Jul 27, 2010
Fact: A turnover rate based on a calculation
Dimension: Historical time trend of turnover
Fact: The number of heads in your HR database
Dimension: The breakdown of headcount by organization
Fact: The number of FTE’s in any given job code
Dimension: The demographic analysis of FTE’s in job code
I honestly have no idea how many of you have ever heard of a “star schema.” I’m not sure I ever wanted to, and I’m not sure knowing what it is called has ever really helped me out. But somehow, I picked it up along the way (not surprising for a data warehouse and analytics guy) and every once in a while I am reminded how difficult it is to explain analytical reporting to HR people who don’t already have it. And the simple fact is that most of us don’t really have it yet, or only have small bits in a couple of our applications.
Facts are all those things that we can quantify. They are… well, facts. They are the things we run ad hoc or operational reports against, and are usually the things that we have reported against for years. They are those turnover reports, or the headcount reports.
Dimensions on the other hand, are the attributes we want to dynamically apply to the facts. Lets say I get a turnover report. I’d love to right click on one of the bars in the bar chart and see a historical trend for turnover. So in this case, the dimension is time. Or that same right click might have given me the option to see the turnover by business unit, so now the dimension is organization. Perhaps we want turnover by age or gender instead – so now it’s a demographic parameter.

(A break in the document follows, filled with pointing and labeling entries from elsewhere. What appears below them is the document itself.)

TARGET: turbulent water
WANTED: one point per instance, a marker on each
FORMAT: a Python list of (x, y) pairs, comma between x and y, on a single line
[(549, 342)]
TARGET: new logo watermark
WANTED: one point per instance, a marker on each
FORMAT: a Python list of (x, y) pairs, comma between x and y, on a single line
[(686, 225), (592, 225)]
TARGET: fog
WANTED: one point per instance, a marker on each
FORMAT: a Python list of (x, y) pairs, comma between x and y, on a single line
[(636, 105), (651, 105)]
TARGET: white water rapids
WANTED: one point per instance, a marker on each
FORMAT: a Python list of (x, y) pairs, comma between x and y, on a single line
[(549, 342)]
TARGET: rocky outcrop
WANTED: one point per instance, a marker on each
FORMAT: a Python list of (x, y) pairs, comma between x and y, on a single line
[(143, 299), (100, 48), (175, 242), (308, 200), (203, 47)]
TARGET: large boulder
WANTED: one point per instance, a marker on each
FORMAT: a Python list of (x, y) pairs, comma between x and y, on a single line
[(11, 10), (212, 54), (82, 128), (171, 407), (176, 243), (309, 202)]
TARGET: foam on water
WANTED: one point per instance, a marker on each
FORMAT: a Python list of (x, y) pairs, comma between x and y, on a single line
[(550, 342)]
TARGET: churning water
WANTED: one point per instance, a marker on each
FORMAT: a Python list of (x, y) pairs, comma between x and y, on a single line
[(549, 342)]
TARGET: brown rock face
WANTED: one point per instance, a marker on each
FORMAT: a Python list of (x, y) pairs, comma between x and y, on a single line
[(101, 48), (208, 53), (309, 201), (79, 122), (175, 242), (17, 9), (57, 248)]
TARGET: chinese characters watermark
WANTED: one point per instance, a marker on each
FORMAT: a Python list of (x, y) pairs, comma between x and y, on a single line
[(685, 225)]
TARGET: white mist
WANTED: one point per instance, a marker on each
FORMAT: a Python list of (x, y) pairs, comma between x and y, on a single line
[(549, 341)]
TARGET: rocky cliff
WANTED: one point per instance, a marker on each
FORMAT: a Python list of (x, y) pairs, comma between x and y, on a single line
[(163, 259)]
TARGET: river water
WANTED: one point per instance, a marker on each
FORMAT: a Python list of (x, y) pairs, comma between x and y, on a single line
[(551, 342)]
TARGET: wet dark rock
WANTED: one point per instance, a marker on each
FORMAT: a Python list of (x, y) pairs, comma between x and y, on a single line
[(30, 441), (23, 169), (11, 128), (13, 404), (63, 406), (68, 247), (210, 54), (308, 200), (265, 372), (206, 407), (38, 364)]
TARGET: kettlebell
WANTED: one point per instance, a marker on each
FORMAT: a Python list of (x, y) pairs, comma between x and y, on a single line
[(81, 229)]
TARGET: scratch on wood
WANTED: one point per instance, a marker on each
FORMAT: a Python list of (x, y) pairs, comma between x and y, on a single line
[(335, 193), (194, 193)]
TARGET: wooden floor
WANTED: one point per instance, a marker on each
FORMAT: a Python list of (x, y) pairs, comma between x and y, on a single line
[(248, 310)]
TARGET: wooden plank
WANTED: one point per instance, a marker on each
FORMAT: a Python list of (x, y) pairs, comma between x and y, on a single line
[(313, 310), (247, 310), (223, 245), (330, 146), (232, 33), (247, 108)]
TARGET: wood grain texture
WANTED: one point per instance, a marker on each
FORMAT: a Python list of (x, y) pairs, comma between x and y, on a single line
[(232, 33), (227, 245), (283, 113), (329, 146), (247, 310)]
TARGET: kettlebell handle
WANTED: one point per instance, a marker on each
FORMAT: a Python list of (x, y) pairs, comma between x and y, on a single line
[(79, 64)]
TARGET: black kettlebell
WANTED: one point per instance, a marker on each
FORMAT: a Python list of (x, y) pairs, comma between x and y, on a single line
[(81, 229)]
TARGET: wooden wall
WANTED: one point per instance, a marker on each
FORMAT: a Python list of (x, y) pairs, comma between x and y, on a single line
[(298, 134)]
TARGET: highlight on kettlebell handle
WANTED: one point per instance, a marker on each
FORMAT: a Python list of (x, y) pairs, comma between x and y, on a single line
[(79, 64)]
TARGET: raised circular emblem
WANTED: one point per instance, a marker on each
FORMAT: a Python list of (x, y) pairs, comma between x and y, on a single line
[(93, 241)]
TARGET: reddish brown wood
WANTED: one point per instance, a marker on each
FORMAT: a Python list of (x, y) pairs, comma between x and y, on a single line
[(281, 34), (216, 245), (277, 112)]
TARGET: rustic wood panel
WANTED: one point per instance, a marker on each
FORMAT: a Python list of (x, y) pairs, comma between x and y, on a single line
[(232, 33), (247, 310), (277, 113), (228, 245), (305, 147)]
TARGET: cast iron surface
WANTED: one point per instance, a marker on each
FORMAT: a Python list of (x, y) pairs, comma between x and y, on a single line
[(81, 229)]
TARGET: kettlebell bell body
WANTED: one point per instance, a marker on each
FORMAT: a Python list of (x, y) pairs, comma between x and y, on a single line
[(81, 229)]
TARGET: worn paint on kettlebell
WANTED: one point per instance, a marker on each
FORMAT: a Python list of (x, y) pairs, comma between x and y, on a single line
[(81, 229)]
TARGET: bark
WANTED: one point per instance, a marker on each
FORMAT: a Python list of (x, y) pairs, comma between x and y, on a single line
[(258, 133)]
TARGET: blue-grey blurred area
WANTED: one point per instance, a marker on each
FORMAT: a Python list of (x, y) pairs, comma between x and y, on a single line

Sometimes, a data element can be a fact in one report and a dimension in another. So age, a dimension in our turnover report, can also be a fact. We run a report on the headcount by age groupings. However, when we see that report, we decide that we want to know the race allocation within our 30-39 band, so now age is the fact and race is the dimension.
I have no idea if all that makes sense in text (and without actually seeing it), and I’m really avoiding trying to explain a ‘cube” which I’m fairly sure I’ve tried to do before. But there’s a reason we talk about this stuff. When you set up analytics, you set up these star schema first. After you drop the data into your data warehouse, you get to create these “schema” which form the basis of your analytics. If you don’t know beforehand how you might want to see your data, you’re going to wind up with a very limited set of dimensions and 2 months down the road, you’ll be wondering why your implementer didn’t ask you if you wanted turnover by age, race and gender. Implementers implement what you tell them to. It’s up to you to understand what your own requirements are. The problem with data warehouse, is that understanding what the requirements are only happens when you understand the capabilities of the technology.